Le droit à avoir : une approche égotiste du droit

Au fond, le droit à avoir consiste dans une approche égotiste du droit. Cette conception du droit est destinée à protéger la personne dans l’ignorance de celles qui l’entourent : le monde du droit à avoir est un monde restreint, clos, minable, dans lequel une personne qui se sent attaquée par toutes les autres se réfugie en s’enfermant dans les remparts de « son » droit. Le droit à avoir ne se fonde pas sur la recherche de la solidarité de la personne vis-à-vis des autres ; pourquoi le ferait-il, puisque les autres n’existent pas.? La personne n’a plus besoin des autres pour exister, puisqu’il lui suffit de consommer pour cela. Les événements de la vie, ses aléas et ses menaces, n’ont désormais d’incidences sur la personne que s’ils réduisent sa possibilité de consommer. Finalement, la conception consumériste de la natalité et de la naissance nous revient à cette figure classique de l’ogre mangeant ses enfants. Comme tous les mythes, cette histoire n’était pas seulement une fiction, mais une menace dans laquelle se reconnaissaient les sociétés. Puisque les personnes n’ont plus besoin des autres, elles peuvent aussi bien les manger - pour mieux se les approprier, pour mieux les consommer, au sens propre. La consommation a remplacé la solidarité dans les relations avec les autres qui fondent la société. Mais c’est aussi la puissance du droit à l’avoir qui, en déniant le droit et la solidarité, a suscité l’aggravation de la violence dans la société.

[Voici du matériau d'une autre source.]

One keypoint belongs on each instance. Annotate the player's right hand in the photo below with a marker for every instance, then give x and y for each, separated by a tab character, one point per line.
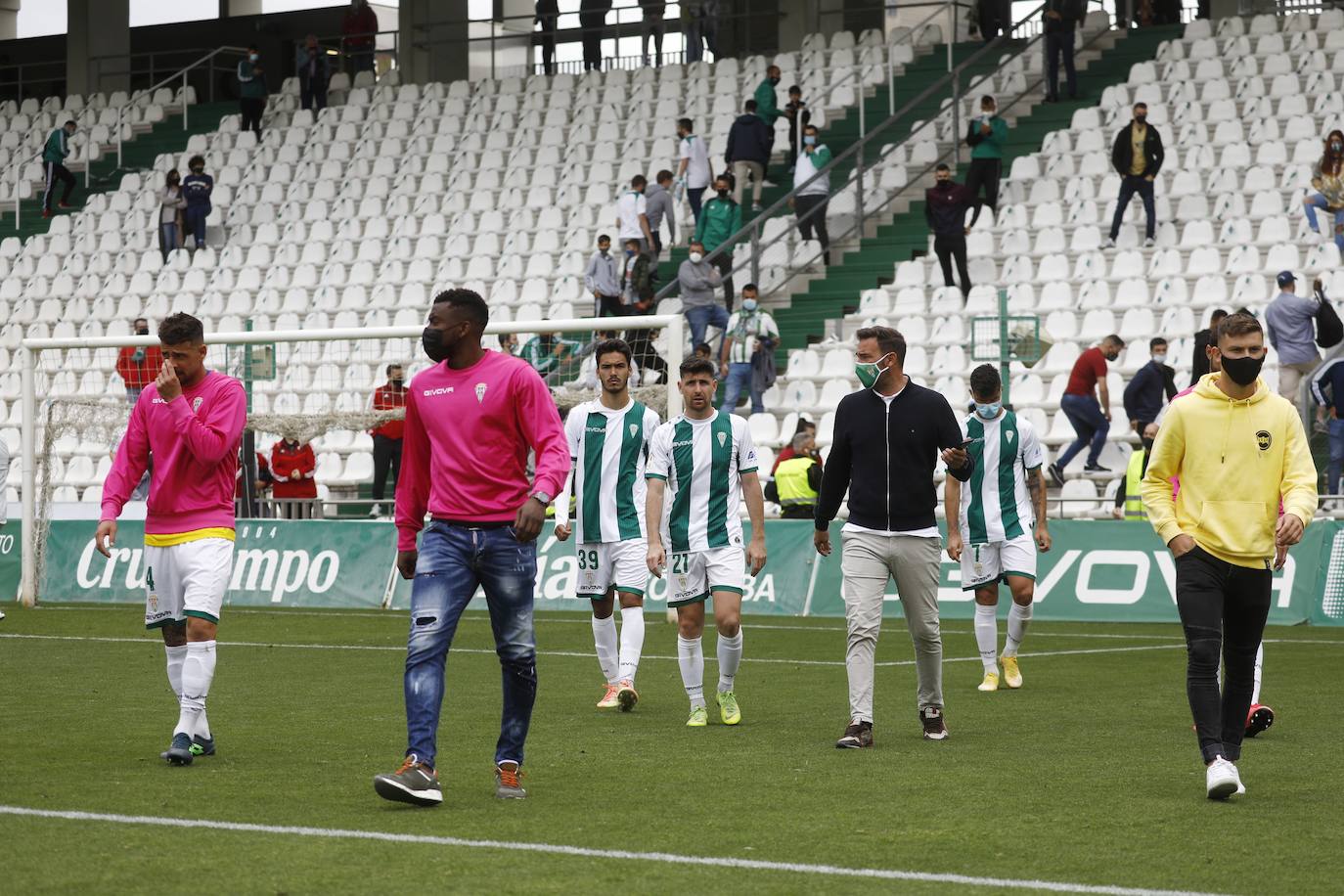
105	538
406	563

La dénégation du psychisme dans le discours sur le droit

Mais une personne ainsi conçue, celle du consommateur, n’a pas de psychisme : elle n’a que des comportements. Le discours du droit à avoir ignore le psychisme, elle est dans le déni de la subjectivité. La dimension juridique de la personne fut longtemps dans une approche du droit protégeant le psychisme. Cela explique, par exemple, l’interdit de l’inceste, issu de la conception psychique de la personne et inscrit dans la loi par le droit à être. En revanche, le consommateur n’a pas de psychisme, il n’est que dans la fonctionnalité, celle d’un agent du système économique. Cela permet de mieux comprendre à la fois comment la psychanalyse est devenue une urgence et une nécessité au temps où elle a été imaginée, au moment où le capitalisme et le libéralisme croissant commençaient à faire des guerres (Freud est contemporain de la guerre de 1914-1918 et Lacan de celle de 1939-1945) en ignorant le souci de l’autre et pour accroître les inégalités entre les peuples.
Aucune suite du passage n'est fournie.